It's now nearing March and there is, understandably, some concern re the IPO market with a number of companies already canning their listings.
In January there were high hopes. For example an article in the Australian Financial Review by Anthony Macdonald "TRUenergy to head $25bn IPO crop" states that there will be an estimated $25 billion in initial public offerings for investors in 2012.
This forecast was a significant increase on the shocker that was last year with only 67 companies crossing the finishing line and raising in total $1.64 billion.
Of the 104 IPOs last year eighty-eight were resource related with the median raised a low $4.9 million.
2011 was the worst results in ten years and just behind 2001 which had 35 listings raising total of $760 million - ouch!
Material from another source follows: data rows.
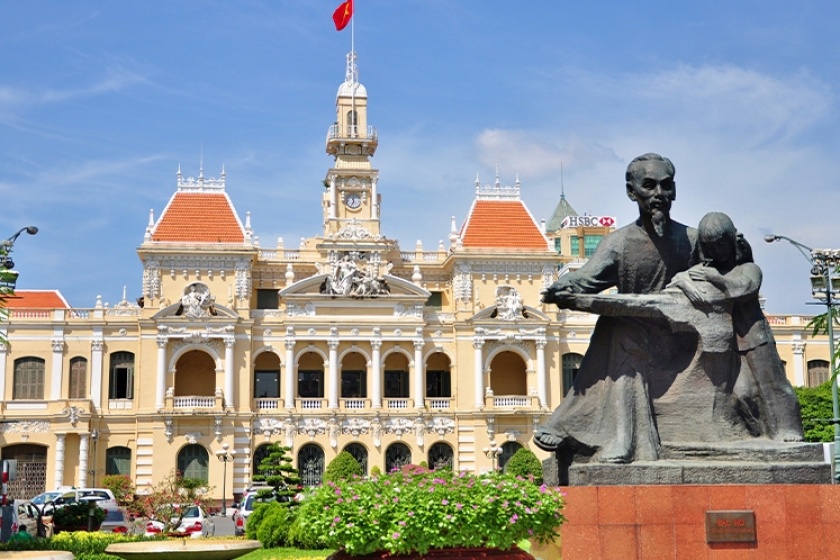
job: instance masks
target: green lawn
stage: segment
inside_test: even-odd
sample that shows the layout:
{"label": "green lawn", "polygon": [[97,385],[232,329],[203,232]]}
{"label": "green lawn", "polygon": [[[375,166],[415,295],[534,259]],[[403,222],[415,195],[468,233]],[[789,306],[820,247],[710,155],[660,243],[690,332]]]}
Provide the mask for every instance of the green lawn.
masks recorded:
{"label": "green lawn", "polygon": [[325,560],[332,550],[300,550],[297,548],[269,548],[249,552],[240,560]]}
But nearly three months into the year has the optimism decreased? Well bankers are anticipating that IPOs will be moved back into the second half of the year.
According to an article by Tony Featherstone in AFR today "more resource companies are withdrawing listing applications or struggling to close their offer".
This time last year 17 explorers had listed compared with just seven this year. That's despite a stronger sharemarket and the mining investment
boom.
Only six of 18 current resource IPOs still have confirmed
listing dates whilst others have extended. Some may have to cancel due to being unable to secure the minimum required subscribers.
Writes Featherston "Investors, it seems, have exploration IPO fatigue, at least for nano-cap miners"
"Risk-averse retail investors, weakness in small resource stocks last
year, and the sheer number of exploration IPOs and competition for
investor funds, has turned a difficult float market into a wretched one
for many mining hopefuls"
"Coal, African gold and mining-services floats have been bright spots in
an otherwise dreadful IPO market over the last three years" writes Featherstone.
Featherstone warns that 2012 could be even worse than 2011. And that there will be "fewer but larger established
mining IPOs with advanced projects. The value of resource IPOs may be
well up on last year, despite sharply lower listings."
Maybe that's an indication that the companies need to be more creative and resourceful?
And they need to push the positives to the retail investors.
Ten years ago international economist, Ken Courtis, forecast to a Canberra audience a vast
mining boom and the Australian dollar moving to parity with the US
dollar within 10 years.
That seemed unlikely at the time with the Australian dollar at
US52¢
So naturally we are very interested in what he is now forecasting. He beliees the world financial markets are going to be "ugly" in the months ahead and commodities are about to hit a short term peak.
But he advises against panic selling
gold, energy, mining or food investments.
''We will look back and say to ourselves, 'why didn't we
buy gold when it was only US$1900 an ounce?''' says Courtis.
Gold was trading for $600 an ounce a few
years ago but as of late 2011 it had increased to $US1880 an ounce.
States Courtis "The great surge in commodity prices has only just begun
and the past decade is only the precursor to the next."
This can only be a positive sign for the many resource companies seeking to list this year.